What was that guy's name that you dated that wore the leotard?
Pants 0. Shit 1.
False alarm it was margarita mix all over my hands not blood
seeing two hook-ups in tagged in the same picture will send chills down anyone's spine.
We talked him into tasing himself.
Omg 230 lb butch lesbian with a mustache grabbed my dick. I need an adult
Ran into my neighbor that's always crying. I wonder if she's like; "I ran into my neighbor who's always playing with her vibrator?"
Whatever you didn't send me pics of you topless making bacon
We hotboxed his closet and accidentally lit some of his shirts on fire... do we have a fire extinguisher?
You were so calm and collected as you strolled out the door with 40 mcdonalds cups in your arms. It was legendary.
I'm sorry I came to your house drunk and fed pizza to your dog.

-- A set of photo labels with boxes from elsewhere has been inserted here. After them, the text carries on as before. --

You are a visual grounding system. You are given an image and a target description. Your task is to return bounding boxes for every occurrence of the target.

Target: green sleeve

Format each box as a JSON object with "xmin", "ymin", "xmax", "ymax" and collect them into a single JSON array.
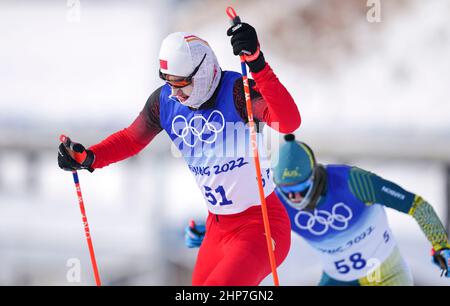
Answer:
[
  {"xmin": 348, "ymin": 167, "xmax": 450, "ymax": 251},
  {"xmin": 409, "ymin": 196, "xmax": 450, "ymax": 251},
  {"xmin": 348, "ymin": 167, "xmax": 415, "ymax": 213}
]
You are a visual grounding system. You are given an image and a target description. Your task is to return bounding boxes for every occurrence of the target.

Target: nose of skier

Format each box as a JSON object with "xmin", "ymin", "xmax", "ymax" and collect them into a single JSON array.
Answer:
[{"xmin": 288, "ymin": 192, "xmax": 304, "ymax": 203}]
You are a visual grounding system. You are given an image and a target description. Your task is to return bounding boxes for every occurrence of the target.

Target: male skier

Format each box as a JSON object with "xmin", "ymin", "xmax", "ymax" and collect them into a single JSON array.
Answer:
[
  {"xmin": 185, "ymin": 134, "xmax": 450, "ymax": 286},
  {"xmin": 58, "ymin": 23, "xmax": 301, "ymax": 285}
]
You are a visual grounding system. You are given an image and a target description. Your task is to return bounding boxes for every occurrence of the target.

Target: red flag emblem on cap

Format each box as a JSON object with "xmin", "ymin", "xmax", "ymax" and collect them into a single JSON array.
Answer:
[{"xmin": 159, "ymin": 60, "xmax": 167, "ymax": 70}]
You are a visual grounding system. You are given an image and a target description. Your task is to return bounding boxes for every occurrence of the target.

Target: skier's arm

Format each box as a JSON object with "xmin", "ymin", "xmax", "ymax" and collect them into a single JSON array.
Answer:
[
  {"xmin": 89, "ymin": 88, "xmax": 162, "ymax": 169},
  {"xmin": 227, "ymin": 23, "xmax": 301, "ymax": 133},
  {"xmin": 348, "ymin": 167, "xmax": 450, "ymax": 251},
  {"xmin": 252, "ymin": 63, "xmax": 301, "ymax": 133},
  {"xmin": 234, "ymin": 74, "xmax": 301, "ymax": 133}
]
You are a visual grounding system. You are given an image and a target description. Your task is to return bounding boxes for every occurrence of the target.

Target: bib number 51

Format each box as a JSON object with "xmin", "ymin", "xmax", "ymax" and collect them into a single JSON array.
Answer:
[{"xmin": 203, "ymin": 185, "xmax": 233, "ymax": 206}]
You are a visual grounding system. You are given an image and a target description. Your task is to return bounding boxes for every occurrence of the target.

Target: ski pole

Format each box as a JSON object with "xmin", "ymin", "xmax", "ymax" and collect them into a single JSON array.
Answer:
[
  {"xmin": 226, "ymin": 6, "xmax": 279, "ymax": 286},
  {"xmin": 59, "ymin": 135, "xmax": 102, "ymax": 286}
]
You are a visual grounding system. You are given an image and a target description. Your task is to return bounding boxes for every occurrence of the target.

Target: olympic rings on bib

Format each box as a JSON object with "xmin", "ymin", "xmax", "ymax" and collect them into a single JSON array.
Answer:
[
  {"xmin": 172, "ymin": 110, "xmax": 225, "ymax": 148},
  {"xmin": 294, "ymin": 203, "xmax": 353, "ymax": 236}
]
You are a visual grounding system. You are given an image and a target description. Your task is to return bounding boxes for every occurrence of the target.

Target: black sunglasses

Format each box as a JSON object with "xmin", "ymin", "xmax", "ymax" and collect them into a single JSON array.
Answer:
[{"xmin": 159, "ymin": 53, "xmax": 206, "ymax": 88}]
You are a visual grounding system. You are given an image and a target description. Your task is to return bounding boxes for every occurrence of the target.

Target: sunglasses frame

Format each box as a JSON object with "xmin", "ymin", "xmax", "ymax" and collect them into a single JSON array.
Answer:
[{"xmin": 159, "ymin": 53, "xmax": 206, "ymax": 88}]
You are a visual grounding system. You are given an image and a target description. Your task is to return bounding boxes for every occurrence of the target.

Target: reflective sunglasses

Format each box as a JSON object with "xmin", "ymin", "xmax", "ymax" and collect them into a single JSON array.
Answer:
[
  {"xmin": 159, "ymin": 53, "xmax": 206, "ymax": 88},
  {"xmin": 278, "ymin": 177, "xmax": 313, "ymax": 194}
]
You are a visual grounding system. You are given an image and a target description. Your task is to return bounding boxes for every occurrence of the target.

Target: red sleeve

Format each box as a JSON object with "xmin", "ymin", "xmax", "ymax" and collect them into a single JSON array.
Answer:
[
  {"xmin": 252, "ymin": 64, "xmax": 301, "ymax": 133},
  {"xmin": 89, "ymin": 89, "xmax": 162, "ymax": 169}
]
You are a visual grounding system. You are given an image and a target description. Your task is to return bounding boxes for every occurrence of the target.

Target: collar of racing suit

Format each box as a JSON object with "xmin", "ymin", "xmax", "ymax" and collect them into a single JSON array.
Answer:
[{"xmin": 305, "ymin": 164, "xmax": 327, "ymax": 210}]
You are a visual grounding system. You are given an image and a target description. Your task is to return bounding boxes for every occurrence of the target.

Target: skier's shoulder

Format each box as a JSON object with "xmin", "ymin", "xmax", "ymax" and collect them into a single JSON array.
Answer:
[{"xmin": 141, "ymin": 85, "xmax": 166, "ymax": 127}]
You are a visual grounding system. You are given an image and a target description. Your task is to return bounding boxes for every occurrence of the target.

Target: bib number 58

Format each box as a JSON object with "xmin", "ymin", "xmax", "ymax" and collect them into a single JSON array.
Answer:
[{"xmin": 334, "ymin": 253, "xmax": 367, "ymax": 274}]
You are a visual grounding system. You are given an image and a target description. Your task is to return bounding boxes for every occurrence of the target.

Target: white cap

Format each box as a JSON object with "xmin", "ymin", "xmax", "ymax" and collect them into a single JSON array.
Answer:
[
  {"xmin": 159, "ymin": 32, "xmax": 221, "ymax": 108},
  {"xmin": 159, "ymin": 32, "xmax": 198, "ymax": 76}
]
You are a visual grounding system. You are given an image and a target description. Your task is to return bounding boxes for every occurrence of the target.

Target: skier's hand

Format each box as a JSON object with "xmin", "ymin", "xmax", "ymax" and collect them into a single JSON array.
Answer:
[
  {"xmin": 58, "ymin": 137, "xmax": 94, "ymax": 172},
  {"xmin": 432, "ymin": 249, "xmax": 450, "ymax": 277},
  {"xmin": 227, "ymin": 23, "xmax": 266, "ymax": 72},
  {"xmin": 184, "ymin": 220, "xmax": 206, "ymax": 248}
]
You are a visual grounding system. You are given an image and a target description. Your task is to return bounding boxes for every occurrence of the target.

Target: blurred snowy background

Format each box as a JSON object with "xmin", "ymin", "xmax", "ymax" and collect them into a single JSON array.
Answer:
[{"xmin": 0, "ymin": 0, "xmax": 450, "ymax": 285}]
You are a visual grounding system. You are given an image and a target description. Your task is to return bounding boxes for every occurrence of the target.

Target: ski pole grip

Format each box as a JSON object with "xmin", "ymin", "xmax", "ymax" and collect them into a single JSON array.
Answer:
[
  {"xmin": 59, "ymin": 134, "xmax": 87, "ymax": 164},
  {"xmin": 226, "ymin": 6, "xmax": 241, "ymax": 26}
]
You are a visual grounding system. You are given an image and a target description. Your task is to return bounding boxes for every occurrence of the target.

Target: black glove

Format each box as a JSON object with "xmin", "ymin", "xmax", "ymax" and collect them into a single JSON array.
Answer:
[
  {"xmin": 227, "ymin": 23, "xmax": 266, "ymax": 72},
  {"xmin": 58, "ymin": 143, "xmax": 94, "ymax": 172}
]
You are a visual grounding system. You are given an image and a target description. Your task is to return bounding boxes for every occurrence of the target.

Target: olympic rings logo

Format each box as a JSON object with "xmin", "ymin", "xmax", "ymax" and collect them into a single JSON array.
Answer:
[
  {"xmin": 172, "ymin": 110, "xmax": 225, "ymax": 148},
  {"xmin": 294, "ymin": 203, "xmax": 353, "ymax": 236}
]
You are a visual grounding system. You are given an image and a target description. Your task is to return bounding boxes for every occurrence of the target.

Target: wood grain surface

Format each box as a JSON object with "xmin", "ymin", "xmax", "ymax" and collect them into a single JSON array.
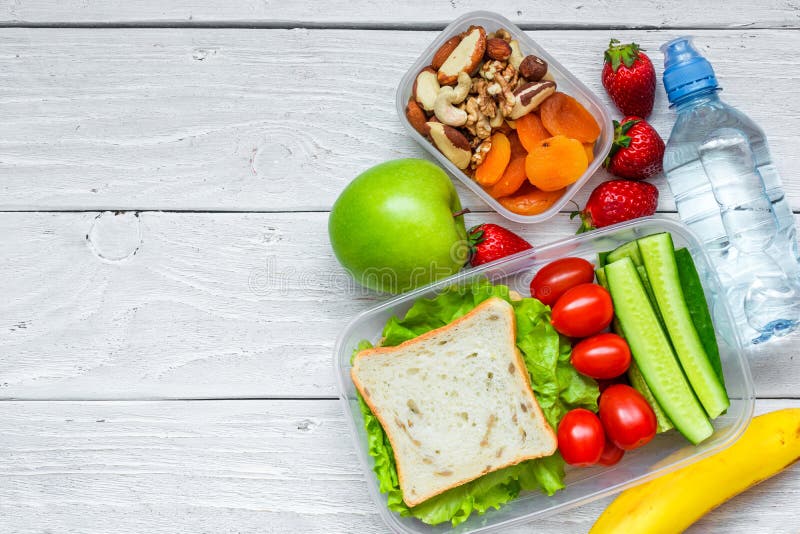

I Pavlov-trained him by smacking him in the nuts anytime I caught him looking at another girl in public. To this day, he's afraid to break eye contact with me in a restaurant if a tall busty blonde walks in.
I can't wait for you to tell me about your sex.
It's a short, short story.
Today's hangover is probably top 3 of all time. Just threw up in an envelope. I'm on the ferry and didn't want to get out to puke over the side because I thought I might fall in the river.
You were licking skittles to check if they were "halucinateizers" so no, you are not leaving the house while on antibiotics.